Теперь все обратились в слух. У Газиева шевелились губы: считал про себя секунды.
Но секунды шли, а взрыва не было. И с каждым мгновением мрачнел Газиев.
Когда-то Шухов сказал мне: «Для подводника лучшая музыка — взрыв торпеды, посланной в борт вражеского корабля. И похоронный марш — тишина после промаха».
Его бывший помощник, видно, тоже усвоил эту музграмоту.
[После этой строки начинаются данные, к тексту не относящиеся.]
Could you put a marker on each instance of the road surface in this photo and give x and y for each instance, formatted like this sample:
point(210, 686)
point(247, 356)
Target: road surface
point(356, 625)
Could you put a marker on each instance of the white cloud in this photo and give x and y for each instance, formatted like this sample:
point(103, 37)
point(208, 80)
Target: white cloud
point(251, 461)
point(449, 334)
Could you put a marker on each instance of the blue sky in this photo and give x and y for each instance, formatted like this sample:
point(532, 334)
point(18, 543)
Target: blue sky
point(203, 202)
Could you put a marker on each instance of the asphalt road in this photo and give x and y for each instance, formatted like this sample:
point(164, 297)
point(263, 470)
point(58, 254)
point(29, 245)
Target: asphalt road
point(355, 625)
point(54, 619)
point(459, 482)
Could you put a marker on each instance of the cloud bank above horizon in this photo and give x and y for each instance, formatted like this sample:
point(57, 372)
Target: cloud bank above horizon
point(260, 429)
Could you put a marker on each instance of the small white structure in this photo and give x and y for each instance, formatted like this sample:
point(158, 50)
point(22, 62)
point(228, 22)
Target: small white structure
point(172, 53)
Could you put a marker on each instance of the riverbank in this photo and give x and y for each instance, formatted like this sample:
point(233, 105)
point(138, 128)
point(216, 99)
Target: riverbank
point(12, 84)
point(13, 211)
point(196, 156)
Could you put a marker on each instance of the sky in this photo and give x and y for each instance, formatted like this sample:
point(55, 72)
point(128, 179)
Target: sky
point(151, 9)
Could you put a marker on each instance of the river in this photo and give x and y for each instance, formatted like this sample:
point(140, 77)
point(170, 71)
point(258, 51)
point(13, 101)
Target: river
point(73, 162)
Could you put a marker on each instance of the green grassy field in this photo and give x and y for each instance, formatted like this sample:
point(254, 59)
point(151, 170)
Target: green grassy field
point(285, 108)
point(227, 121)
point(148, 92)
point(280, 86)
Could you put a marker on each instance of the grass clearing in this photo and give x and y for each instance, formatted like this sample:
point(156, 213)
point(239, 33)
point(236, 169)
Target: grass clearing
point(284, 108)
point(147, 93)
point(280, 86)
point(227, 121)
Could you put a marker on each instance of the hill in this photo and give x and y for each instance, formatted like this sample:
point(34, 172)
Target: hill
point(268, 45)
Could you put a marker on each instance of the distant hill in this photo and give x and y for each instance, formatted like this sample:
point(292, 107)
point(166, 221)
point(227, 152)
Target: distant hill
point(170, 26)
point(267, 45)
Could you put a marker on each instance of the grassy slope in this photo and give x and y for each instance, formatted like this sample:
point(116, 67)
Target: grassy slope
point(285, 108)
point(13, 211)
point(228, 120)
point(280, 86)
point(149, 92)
— Шум винтов подлодки справа по борту! — доложил акустик. — Пеленг сто двадцать!
Газиев очнулся.
— Лево на борт! Средний вперед!..
Так начался этот чудовищный поединок слепых. Все зависело от того, у кого окажутся крепче нервы. Маневрируя, нам удавалось уклониться от атак врага, но и наши торпеды не достигали цели.
После каждого промаха приливала кровь к смуглому лицу командира. Газиев забыл, что это лишь первый его бой, а противник может быть опытнейшим подводным асом, что весь экипаж нашей лодки держит только первый экзамен. Газиев понимал лишь одно: рядом враг и он должен во что бы то ни стало уничтожить его…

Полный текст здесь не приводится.